Пусть меня волокут тягачом!

Никуда! Никогда! Нипочем!

Между тем, надежно упрятан

в клубы дыма,

         Казанский вокзал

как насос высасывал лишних

из Москвы и окраин ближних,

потому что кто-то сказал,

потому что кто-то велел.

Это все исполнялось прытко.

И у каждого немца белел

желтоватый квадрат открытки.

А в открытке три слова стояло:

ложка, кружка и одеяло.

Но, застлав одеялом кровать,

ложку с кружкой упрятав в буфете,

порешила не открывать

никому ни за что на свете

немка, смелая баба была.

Что ж вы думаете? Не открыла,

не ходила, не говорила,

не шумела, свету не жгла,

не храпела, печь не топила.

Люди думали — умерла.

— В этом городе я родилась,

в этом городе я и подохну:

стихну, онемею, оглохну,

не найдет меня местная власть.

Как с подножки, спрыгнув с судьбы,

зиму всю перезимовала,

летом собирала грибы,

барахло на толчке продавала

и углы в квартире сдавала.

Между прочим, и мне.

Дабы

в этой были не усумнились,

за портретом мужским хранились

документы.

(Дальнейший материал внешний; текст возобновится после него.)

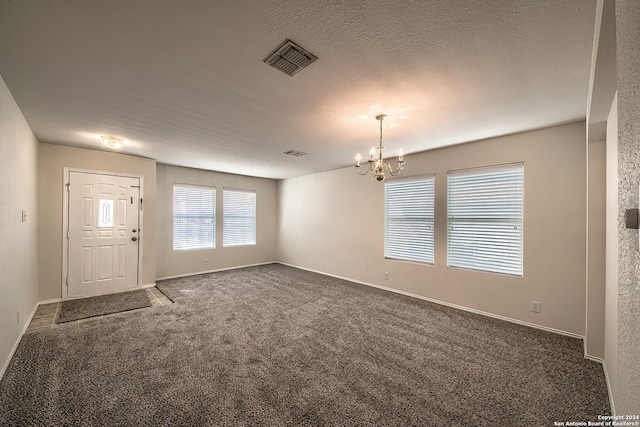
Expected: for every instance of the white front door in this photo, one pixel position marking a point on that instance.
(103, 233)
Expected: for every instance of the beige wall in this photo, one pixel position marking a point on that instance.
(611, 278)
(18, 239)
(628, 290)
(52, 161)
(594, 334)
(172, 263)
(333, 222)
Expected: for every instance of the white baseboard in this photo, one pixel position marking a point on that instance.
(15, 346)
(215, 271)
(448, 304)
(609, 389)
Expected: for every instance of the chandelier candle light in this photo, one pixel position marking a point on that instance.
(379, 166)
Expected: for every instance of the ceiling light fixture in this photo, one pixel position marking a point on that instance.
(380, 166)
(112, 142)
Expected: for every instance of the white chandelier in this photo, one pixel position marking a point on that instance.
(379, 166)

Меж них желтел

той открытки прямоугольник.

Я его в руках повертел:

об угонах и о погонях

ничего. Три слова стояло:

ложка, кружка и одеяло.

Высвобождение

За маленькие подвиги даются

медали небольшой величины.

В ушах моих разрывы отдаются.

Глаза мои пургой заметены.

Я кашу съел. Была большая миска.

Я водки выпил. Мало: сотню грамм.

Кругом зима. Шоссе идет до Минска.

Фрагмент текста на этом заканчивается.